There's a product from Pentaho to perform Extract, Transform and Load, ETL / ELT, which you can use on Linux or Windows, called Kettle.

There's the free Community Edition CE:
http://community.pentaho.com/

Download latest version of Kettle CE Community Edition:
http://sourceforge.net/projects/pentaho/files/Data%20Integration/5.2/

As well as the Enterprise Edition with a 30 day trial:
http://www.pentaho.com/download

I wanted to load on a Linux environment, so I downloaded a Hadoop VM from Hortonworks CentOS Sandbox version:
http://hortonworks.com/products/hortonworks-sandbox/#install

Link for installing Kettle:
http://wiki.pentaho.com/display/EAI/01.+Installing+Kettle

So I logged onto my Hyper-V Hadoop Sandbox single node cluster as root/Hadoop.

Was logged in as root, created a new user called pentaho:
To sudo to the Pentaho user
$ su - pentaho
 
 
 


And back to root:
su - root

I created a folder in the root called /Pentaho

There's no easy way to copy the zip file from the host computer to the Hyper-V, so I used curl:

curl 'http://tcpdiag.dl.sourceforge.net/project/pentaho/Data%20Integration/5.2/pdi-ce-5.2.0.0-209.zip'

Checked to see the Zip file was downloaded as Archive file, not HTML:

To Unzip the Zip file, first install Unzip
yum install unzip -y from the command line on the Hadoop VM


Then key in the command:
unzip pdi-ce-5.2.0.0-209.zip -d /Pentaho


Extracted:

Files were loaded:

Next step is to get Kettle PDI running...

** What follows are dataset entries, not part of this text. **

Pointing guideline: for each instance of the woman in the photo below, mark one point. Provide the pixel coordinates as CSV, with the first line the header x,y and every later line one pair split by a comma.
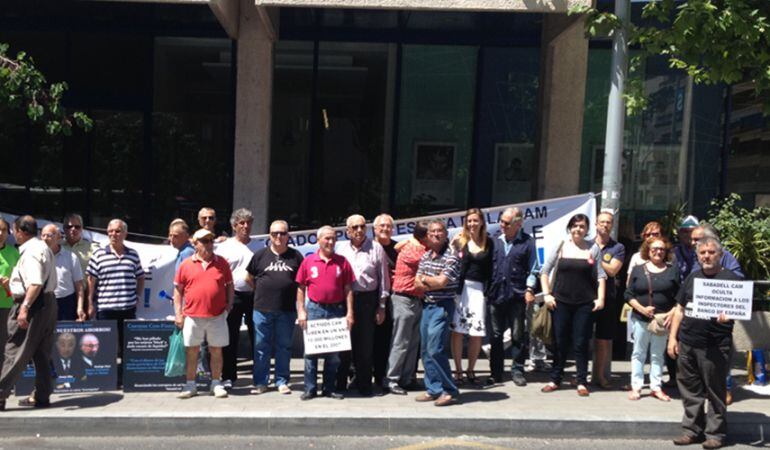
x,y
474,248
573,292
651,290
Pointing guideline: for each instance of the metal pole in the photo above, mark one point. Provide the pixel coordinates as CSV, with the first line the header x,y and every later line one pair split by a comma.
x,y
616,114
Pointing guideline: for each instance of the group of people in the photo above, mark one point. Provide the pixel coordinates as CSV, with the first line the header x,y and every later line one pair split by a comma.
x,y
402,301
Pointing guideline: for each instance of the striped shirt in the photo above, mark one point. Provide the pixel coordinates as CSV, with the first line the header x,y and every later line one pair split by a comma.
x,y
115,278
444,263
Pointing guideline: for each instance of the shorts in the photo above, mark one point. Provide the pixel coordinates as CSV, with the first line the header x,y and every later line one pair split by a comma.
x,y
213,329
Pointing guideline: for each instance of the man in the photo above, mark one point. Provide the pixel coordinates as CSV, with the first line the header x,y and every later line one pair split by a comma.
x,y
683,251
82,248
371,291
325,279
383,233
115,280
702,347
238,251
512,289
613,255
30,335
69,286
203,295
406,302
438,277
9,256
272,272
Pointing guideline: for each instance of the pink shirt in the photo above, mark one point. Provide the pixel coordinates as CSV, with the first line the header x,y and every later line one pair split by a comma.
x,y
325,280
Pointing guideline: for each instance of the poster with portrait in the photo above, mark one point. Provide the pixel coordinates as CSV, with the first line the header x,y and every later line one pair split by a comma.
x,y
145,349
83,358
434,170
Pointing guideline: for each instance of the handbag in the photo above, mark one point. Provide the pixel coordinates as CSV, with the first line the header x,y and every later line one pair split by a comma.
x,y
176,358
656,325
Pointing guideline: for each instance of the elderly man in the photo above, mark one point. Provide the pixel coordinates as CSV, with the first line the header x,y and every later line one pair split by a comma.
x,y
238,251
383,234
371,292
69,276
272,273
9,256
30,335
702,347
115,279
438,277
406,302
613,254
325,279
514,275
203,294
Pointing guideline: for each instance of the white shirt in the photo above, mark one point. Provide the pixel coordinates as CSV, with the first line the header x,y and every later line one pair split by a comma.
x,y
68,272
238,255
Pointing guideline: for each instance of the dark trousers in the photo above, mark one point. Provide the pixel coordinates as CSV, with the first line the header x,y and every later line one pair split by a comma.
x,y
243,310
509,314
572,328
701,375
365,306
34,343
67,307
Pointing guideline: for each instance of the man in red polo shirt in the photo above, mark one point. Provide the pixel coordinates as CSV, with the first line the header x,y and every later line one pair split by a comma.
x,y
203,295
326,279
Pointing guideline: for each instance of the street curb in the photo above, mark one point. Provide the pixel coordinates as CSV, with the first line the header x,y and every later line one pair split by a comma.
x,y
742,429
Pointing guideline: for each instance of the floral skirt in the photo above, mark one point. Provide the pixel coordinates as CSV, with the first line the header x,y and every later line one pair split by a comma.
x,y
470,310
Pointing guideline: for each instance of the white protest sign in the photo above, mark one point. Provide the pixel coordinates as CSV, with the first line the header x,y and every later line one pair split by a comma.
x,y
327,336
713,297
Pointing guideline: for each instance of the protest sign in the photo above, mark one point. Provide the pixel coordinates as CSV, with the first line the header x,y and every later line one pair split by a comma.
x,y
327,336
713,297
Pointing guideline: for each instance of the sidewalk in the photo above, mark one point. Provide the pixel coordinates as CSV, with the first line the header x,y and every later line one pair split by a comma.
x,y
503,410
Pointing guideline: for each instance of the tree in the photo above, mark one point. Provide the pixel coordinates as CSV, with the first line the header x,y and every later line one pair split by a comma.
x,y
23,88
714,41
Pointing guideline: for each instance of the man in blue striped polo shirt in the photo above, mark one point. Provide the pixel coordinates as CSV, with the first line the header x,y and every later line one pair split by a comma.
x,y
115,279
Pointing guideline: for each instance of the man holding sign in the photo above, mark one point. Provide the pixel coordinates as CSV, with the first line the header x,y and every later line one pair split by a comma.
x,y
326,279
702,346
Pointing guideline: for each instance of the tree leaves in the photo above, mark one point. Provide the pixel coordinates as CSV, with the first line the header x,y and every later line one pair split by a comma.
x,y
24,88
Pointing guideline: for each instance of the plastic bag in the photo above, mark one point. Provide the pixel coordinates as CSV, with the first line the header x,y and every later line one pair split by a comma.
x,y
176,358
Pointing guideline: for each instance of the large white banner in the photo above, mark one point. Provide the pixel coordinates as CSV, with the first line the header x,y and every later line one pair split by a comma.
x,y
545,220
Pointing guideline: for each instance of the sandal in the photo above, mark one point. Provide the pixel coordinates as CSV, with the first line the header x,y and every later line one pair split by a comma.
x,y
660,395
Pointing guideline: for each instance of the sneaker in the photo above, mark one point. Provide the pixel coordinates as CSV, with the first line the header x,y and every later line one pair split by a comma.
x,y
188,392
258,389
219,391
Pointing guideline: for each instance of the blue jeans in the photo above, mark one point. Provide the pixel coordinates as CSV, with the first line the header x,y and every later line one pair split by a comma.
x,y
434,333
644,340
331,360
272,328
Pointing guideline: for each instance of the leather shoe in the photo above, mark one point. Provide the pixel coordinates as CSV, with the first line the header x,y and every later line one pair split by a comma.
x,y
424,397
518,379
712,443
687,439
445,400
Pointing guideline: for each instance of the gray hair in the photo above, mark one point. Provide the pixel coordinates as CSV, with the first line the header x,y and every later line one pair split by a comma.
x,y
708,240
241,214
323,230
354,217
123,224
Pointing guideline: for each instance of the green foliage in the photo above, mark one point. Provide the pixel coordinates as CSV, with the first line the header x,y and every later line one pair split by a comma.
x,y
746,233
23,88
714,41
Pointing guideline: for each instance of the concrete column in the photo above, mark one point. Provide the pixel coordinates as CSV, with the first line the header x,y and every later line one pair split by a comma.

In the meantime, I wanted to explore the Windows version and sure enough the same bits work for both Linux and Windows, in my case, Windows 8.1.


You'll want to click on the spoon.bat file:

And within a few seconds, the app loads, no installation required:

There're existing Samples to get started:
 
There're tons of transformations:

And the thing to notice is the Big Data Transformations:
 
And some connection types:

To create a Database Connection to Hadoop, follow this URL instructions:
http://wiki.pentaho.com/display/BAD/Configuring+Pentaho+for+your+Hadoop+Distro+and+Version

What I like about the Pentaho Kettle PDI solution is the ability to get installed and up to speed quickly.  Once the application is running, you have an arsenal of Extract, Transform and Load functionality at your disposal.  And the best part is there's little to no actual coding.  It's drag and drop WYSIWYG interface allows Rapid Application Development robust solutions.

This blog was how get started and some of the features on the Community Edition of Kettle PDI from Pentaho.

Happy coding~!